Thanks for your comments. I hope you don't misunderstand my post, I am not condoning willy-nilly YAG capsulotomy.
And, unfortunately, you can't disagree with the fact that some surgeons do this.
And not all YAGs are done with insurance dollars.
Nothing in medicine and surgery is risk free. Life is not risk free.
JCH MD
Dr Haggan,
Thanks a lot for your explanation.
That means the YAG is not risk free.
With the hole in the posterior capsule the vitreous in the back of the eye can rupture and come through the hole causing complications "vitreous loss" or the hole can extend and the old IOL can drop back into the eye or the new IOL can have no tissue to support it.
JCH MD
Dr Haggan:
Would you please explain why a YAG can increase the risk of IOL exchange ?
Thanks
I thank CSBDR for the comments. However I disagree that some surgeons automatically perform a yag cap on everyone. To do so would be a violation of Medicare and insurance regulations, would expose patient and their insurance to additional fees, increase the risk of retinal detachment, increase the risk of IOL exchange and can alter the power and ability to focus of the IOL.
JCH MD
Yes, classically silicone IOLs have a higher PCO rate than acrylic. And yes, YAG can clear central PCO, but doesn't treat the peripheral capsular fibrosis that is felt to also hinder movement of the crystalens.
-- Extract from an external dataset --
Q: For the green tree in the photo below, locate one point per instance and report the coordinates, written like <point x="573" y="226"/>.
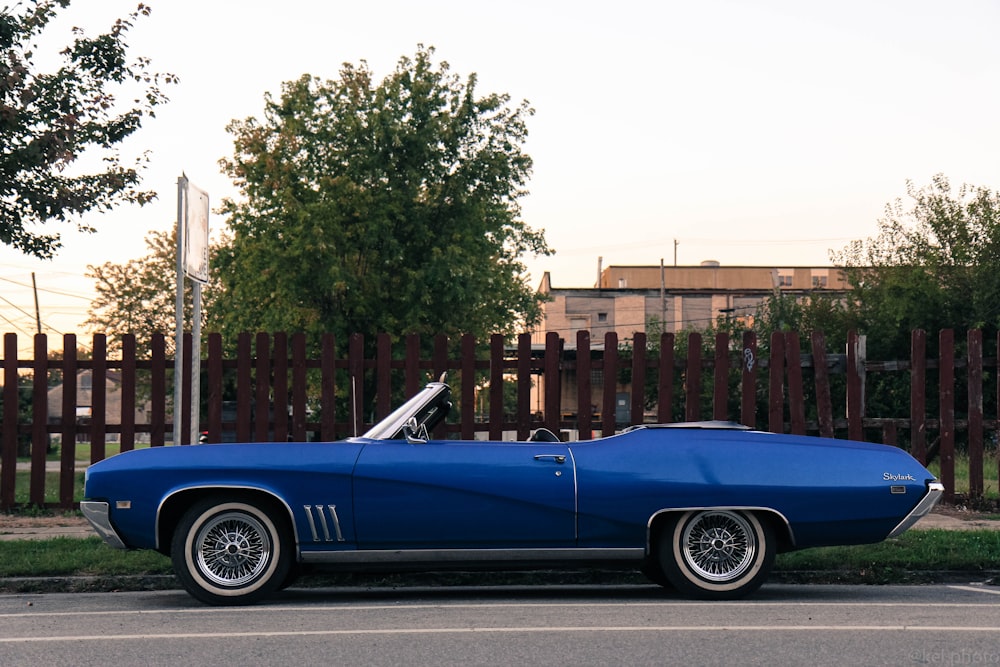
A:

Most patients do wonderful with Crystalens. As the host Drs. suggest, be sure you are with a surgeon who enjoys and understands Crystalens if you choose to go that route
Thanks for your info.
Do you mean silicone have more chance to introduce PCO as compared acrylic ?
Can YAG always remove the PCO ?
Thanks in advance
Some surgeons automatically perform YAG capsulotomy several months after surgery hoping to prevent the near-inevitable visual degradation, and potential IOL shift, before it becomes an issue.